May 13, 2015
When Seeking A Meditation Technique for Beginners, Be Open to Thinking
There is an old joke… a man asks his friend how his son is doing since he has been unemployed. The friend says his son is doing better in his job search since he started meditating. The man then asks, “What is meditating?” and the reply comes back, “I don’t know but it beats sitting around doing nothing!”
It’s funny because meditation might look like just that; sitting around and doing nothing. In fact, there is a lot of effort required when you begin the challenge of retraining your mind. From the outside, it appears as though a person is sitting around and doing nothing.
The inner world, which we all have is not static. Meditation is an active process of disciplining the mind and finding the benefits in having greater control over your thoughts. This is incredibly exciting! To have greater control of your mind will conserve a huge amount of energy. The question is, will you practice?
Enthusiasm isn’t enough for the average person to learn a meditation technique for beginners. You will need a strong commitment and a compelling reason to learn how to meditate. If these things are not there, when it gets tough or frustrating, most will allow those age old despairing thoughts to come in and convince you it’s not worth the effort. So consider why you want to learn and if you find it difficult, will you stick with it?
In order to get started on the right track, we strongly suggest taking a beginner’s meditation course. It is a rare individual who can watch a few free YouTube videos and really begin with a solid foundation. Your mind, your ego and your emotions are more likely to derail you.
At the same time, you might want to try a few sessions on your own before you invest in a course. At our Chicago meditation center (Meditate), each month we have 2 new classes full of students eager to learn a meditation technique for beginners which they can practice right away. As such, here is a meditation technique for beginners that is easy, quick and enjoyable;
Meditation Technique for Beginners
Begin with 20 minutes where you can sit uninterrupted and won’t be worried about rushing to do something else. If you have pets, take yourself to a room where they won’t disturb you. Meditation for the most part is a solitary experience.
Choose a comfortable chair to sit that isn’t to cushy nor too stiff. It should be quite comfortable and offer back support but not lend itself to you falling asleep (such as a Lazy Boy chair).
Sit in a conscious, deliberate posture. We suggest feet flat on the ground, knees close to 90 degrees. Have your back right up against the back of the chair so your back is straight but don’t go overboard and get too stiff. Always remember that your body must be comfortable. The goal is not to sit is a weird way and then force yourself to relax even if you feel strained. You’ll find meditation easier and more enjoyable if you feel comfortable (but not sleepy).

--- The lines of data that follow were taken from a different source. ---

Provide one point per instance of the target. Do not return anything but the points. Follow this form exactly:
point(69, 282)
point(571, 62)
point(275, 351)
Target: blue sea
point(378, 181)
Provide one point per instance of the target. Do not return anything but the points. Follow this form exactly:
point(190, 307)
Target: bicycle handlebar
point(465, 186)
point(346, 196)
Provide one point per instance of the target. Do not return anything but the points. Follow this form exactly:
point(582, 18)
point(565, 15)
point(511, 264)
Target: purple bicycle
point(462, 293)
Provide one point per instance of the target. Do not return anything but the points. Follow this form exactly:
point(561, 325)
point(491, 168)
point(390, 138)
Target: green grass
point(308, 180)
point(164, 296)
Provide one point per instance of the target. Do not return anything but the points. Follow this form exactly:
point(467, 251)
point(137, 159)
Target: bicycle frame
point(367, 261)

Let your hands rest naturally on your lap and close your eyes. As soon as you can, focus your attention on your breathing. Notice as you breath that your upper body is expanding and contracting. Keep it simple and just notice the movement of your body for maybe half a dozen breaths.
Next, shift your focus to your body and briefly tune into the various parts. Think about your feet and try to relax them. Then move to your calf muscles, thighs, hips. Then hands, wrists, arms, shoulders. Essentially go through your entire body and relatively quickly, try to relax the muscles consciously. This is often called a body scan. Visit this site to read about an entire meditation devoted to the body scan.
Once you have relaxed your body (about 6-10 minutes), then open to your thoughts. This might conflict with what you have heard other meditation teachers say. In our experience, you have to open to your mind and get to know it. This meditation technique for beginners works because you don’t avoid your mind but you take it on.
Explore your thoughts but don’t just let your mind run off in all directions. What makes this meditation real is that you will note the separation between you (the observer of your thoughts) and the thoughts themselves. This is the beginning of retraining the mind. Spend 5 minutes examining your mind and what it likes to do.
For the last couple of minutes, try this; choose something in your life that you want to think about (see this blog post for suggestions). Then concentrate your thinking on this one topic for 2 or 3 minutes. If your mind tries to throw another idea at you, reject it. Stay on task and see how it feels to think in this more conscious way. If you do this, believe it or not, you are meditating!